A tourist attraction celebrating country-pop singer Shania Twain has officially become a $10-million money pit of taxpayer dollars.

The Shania Twain Centre in this northern Ontario community permanently closes its doors today, barely a dozen years after its grand opening, and will be demolished to become part of an open-pit gold mine.

A sinkhole of taxpayer money, the centre consumed some $10 million in government funds for its construction in 2000-2001, and racked up more than $1 million in operating deficits in the years since.

Grant applications to the Ontario and federal governments in the 1990s projected annual attendance of 50,000 tourists by 2005.

Twain, now 47, grew up poor in Timmins, and got her fledgling start singing in local bars before striking it rich on the world stage in 1995.

But the sleek, modern structure, featuring displays of Twain memorabilia along with gold-mining artifacts, has drawn no more than 15,000 people in any year.

In the end, every resident of this hardscrabble, century-old mining town of 47,000 was shelling out $7 a year just to keep the lights on.

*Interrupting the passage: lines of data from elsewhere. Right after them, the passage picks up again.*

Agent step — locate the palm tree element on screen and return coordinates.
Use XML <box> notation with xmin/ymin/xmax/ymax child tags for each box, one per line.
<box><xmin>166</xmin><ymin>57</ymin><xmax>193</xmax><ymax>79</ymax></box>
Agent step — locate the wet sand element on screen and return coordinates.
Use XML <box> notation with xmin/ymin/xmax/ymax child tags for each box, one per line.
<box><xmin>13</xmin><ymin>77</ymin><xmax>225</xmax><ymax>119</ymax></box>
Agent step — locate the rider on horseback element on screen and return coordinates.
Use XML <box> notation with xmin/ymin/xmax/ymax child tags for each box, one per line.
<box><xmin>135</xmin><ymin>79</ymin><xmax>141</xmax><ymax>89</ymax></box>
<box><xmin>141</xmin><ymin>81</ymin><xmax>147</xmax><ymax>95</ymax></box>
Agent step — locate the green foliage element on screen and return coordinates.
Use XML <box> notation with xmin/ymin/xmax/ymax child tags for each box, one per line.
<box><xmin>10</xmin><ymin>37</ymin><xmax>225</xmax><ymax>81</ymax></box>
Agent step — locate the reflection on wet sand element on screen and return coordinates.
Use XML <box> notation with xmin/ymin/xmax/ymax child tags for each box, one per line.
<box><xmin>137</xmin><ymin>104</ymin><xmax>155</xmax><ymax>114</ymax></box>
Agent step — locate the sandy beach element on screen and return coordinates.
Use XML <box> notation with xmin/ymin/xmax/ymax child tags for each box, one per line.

And by 2010, each visitor to the centre was being subsidized to the tune of $33.72.

"We probably should have taken a better look at the numbers to ensure the expectations could be met," Mayor Tom Laughren said of the planning that happened long before he took office.

A 2011 financial analysis showed that Timmins city council faced continuing operating deficits of at least $233,000 a year no matter what future business plan it chose, whether expansion or scaling back.

So council last month announced a deal to sell the property to mining firm Goldcorp Inc. (TSX:G) for $5 million, just half of the tax dollars spent for construction.